Mama T (not her real name) is among millions of Kenyans who have been affected by containment measures put in place to curb the spread of the virus, either by losing their source of income or having to work under tough guidelines put in place by the MOH.

As young mother and an event organizer, she has found it hard to explain to her children why they cannot go to school or socialize freely with their peers as before.

“Sometimes it gets difficult as they do not understand what is happening due to their age, this at times becomes hard on me as they often think I am punishing them,”

Her contract was put on hold as no event or public gatherings can take place due to the pandemic. This has brought other challenges along with it, as she has to find means of fending for her family expenditures that including rent and food.

“I often wake up in the middle of the night with worries about my next move as the pandemic does not exhibit any signs of easing up,” she says. She adds that she has been forced to sort for manual jobs to keep her family afloat.

Ms.

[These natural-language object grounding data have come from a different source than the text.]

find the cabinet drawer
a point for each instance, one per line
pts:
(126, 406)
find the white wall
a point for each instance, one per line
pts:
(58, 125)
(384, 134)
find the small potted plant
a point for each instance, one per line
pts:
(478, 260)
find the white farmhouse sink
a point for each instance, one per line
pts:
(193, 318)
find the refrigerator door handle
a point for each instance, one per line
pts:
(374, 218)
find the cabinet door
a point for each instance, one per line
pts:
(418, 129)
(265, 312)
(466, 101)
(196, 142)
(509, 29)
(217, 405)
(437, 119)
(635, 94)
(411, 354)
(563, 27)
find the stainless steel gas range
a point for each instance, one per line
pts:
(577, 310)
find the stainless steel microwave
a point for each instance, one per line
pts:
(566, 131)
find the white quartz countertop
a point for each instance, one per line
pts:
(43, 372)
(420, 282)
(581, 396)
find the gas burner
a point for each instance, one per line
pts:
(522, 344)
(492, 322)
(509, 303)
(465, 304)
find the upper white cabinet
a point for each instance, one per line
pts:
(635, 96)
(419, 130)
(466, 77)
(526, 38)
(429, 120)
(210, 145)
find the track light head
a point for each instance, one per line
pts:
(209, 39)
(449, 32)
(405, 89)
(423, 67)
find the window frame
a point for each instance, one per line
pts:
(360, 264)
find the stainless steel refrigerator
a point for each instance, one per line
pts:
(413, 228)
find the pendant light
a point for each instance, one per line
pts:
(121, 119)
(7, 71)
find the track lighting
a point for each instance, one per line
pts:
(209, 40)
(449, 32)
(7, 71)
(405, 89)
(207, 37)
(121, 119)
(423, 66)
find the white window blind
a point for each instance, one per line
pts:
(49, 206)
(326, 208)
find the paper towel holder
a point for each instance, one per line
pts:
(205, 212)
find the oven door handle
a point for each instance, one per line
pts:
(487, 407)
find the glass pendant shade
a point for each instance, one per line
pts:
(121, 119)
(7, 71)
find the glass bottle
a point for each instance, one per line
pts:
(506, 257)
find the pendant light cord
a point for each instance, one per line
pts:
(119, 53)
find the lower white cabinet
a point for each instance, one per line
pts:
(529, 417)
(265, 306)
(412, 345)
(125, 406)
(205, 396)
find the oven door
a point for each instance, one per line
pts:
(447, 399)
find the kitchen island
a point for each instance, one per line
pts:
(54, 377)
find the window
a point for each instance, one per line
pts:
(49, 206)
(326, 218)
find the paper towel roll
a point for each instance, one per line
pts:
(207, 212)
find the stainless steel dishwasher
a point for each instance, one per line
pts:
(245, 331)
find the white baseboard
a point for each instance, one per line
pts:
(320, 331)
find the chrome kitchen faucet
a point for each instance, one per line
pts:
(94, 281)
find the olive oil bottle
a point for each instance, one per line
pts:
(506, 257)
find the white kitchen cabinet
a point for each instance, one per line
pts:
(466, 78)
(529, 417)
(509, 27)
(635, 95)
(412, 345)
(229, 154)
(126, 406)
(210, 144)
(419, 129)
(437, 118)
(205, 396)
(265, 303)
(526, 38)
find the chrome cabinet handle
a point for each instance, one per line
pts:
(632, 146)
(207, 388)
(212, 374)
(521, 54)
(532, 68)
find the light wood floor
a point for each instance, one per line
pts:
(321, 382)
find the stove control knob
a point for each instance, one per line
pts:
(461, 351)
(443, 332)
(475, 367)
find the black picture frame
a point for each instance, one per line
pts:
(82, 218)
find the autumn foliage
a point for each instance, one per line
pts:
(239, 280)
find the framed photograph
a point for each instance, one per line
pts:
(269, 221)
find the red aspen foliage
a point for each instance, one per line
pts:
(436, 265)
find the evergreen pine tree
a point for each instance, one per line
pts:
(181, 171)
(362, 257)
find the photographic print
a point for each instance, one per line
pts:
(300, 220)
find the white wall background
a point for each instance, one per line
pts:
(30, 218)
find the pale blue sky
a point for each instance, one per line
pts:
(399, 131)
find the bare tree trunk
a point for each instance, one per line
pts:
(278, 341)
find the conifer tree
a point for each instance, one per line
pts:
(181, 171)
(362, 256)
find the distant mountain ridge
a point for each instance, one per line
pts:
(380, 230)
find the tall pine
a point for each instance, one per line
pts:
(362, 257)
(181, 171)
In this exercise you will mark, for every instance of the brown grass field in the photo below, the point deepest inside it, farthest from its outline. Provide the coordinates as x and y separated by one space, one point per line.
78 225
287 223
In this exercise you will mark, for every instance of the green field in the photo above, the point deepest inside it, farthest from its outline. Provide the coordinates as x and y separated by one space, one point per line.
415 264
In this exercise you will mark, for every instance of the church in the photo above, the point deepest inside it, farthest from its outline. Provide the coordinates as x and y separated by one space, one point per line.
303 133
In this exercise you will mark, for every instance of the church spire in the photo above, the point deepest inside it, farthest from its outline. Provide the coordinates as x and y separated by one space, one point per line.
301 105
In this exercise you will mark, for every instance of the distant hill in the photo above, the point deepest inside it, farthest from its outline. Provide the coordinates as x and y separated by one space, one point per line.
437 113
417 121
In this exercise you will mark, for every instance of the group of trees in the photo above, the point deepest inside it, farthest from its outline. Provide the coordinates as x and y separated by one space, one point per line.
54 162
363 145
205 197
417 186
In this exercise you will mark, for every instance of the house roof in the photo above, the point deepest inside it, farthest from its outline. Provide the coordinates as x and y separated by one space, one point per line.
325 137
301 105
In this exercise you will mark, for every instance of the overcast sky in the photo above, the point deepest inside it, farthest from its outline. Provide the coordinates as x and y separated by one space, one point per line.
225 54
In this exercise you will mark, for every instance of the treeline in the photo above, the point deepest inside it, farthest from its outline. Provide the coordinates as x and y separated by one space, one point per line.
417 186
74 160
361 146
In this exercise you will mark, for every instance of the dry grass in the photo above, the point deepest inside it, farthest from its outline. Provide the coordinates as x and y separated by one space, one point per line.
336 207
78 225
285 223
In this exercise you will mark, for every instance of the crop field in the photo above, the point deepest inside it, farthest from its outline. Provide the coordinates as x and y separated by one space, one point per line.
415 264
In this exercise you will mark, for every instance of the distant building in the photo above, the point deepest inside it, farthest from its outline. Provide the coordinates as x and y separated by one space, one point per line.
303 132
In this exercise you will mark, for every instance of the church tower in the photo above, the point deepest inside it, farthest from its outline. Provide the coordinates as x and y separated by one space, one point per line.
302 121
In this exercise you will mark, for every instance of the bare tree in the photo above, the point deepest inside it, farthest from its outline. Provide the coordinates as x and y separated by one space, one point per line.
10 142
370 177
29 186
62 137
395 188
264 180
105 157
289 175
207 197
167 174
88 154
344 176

Mary Wahome, a Counseling Psychologist and Programs Director at ‘The Reason to Hope,’ in Karen, Nairobi says that such kind of drastic life changes have an adverse effect on one’s mental status including their family members and if not addressed early can lead to depression among other issues.

“We have had cases of people indulging in substance abuse to deal with the uncertainty and stress brought about by the pandemic, this in turn leads to dependence and also domestic abuse,”

Sam Njoroge , a waiter at a local hotel in Kiambu, has found himself indulging in substance abuse due to challenges he is facing after the hotel he was working in was closed down as it has not yet met the standards required by the MOH to open.

“My day starts at 6am where I go to a local pub, here I can get a drink for as little as Sh30, It makes me suppress the frustration I feel.” he says.

Sam is among the many who have found themselves in the same predicament and resulted to substance abuse finding ways to beat strict measures put in place by the government on the sale of alcohol so as to cope.

Mary says, situations like Sam’s are dangerous and if not addressed early can lead to serious complications, including addiction and dependency, violent behavior and also early death due to health complications.

She has, however, lauded the government for encouraging mental wellness and also launching the Psychological First Aid (PFA) guide in the wake of the virus putting emphasis on the three action principal of look, listen and link. “When we follow this it will be easy to identify an individual in distress and also offer assistance”.

Mary has urged anyone feeling the weight of the virus taking a toll on them not to hesitate but look for someone to talk to.

“You should not only seek help from a specialist but also talk to a friend, let them know what you are undergoing and how you feel, this will help ease their emotional stress and also find ways of dealing with the situation they are facing,” She added

Mary continued to stress on the need to perform frequent body exercises as a form of stress relief, reading and also taking advantage of this unfortunate COVID-19 period to engage in hobbies and talent development.

“Let people take this as an opportunity to kip fit, get in touch with one’s inner self and  also engage in   reading that would  help expand their knowledge.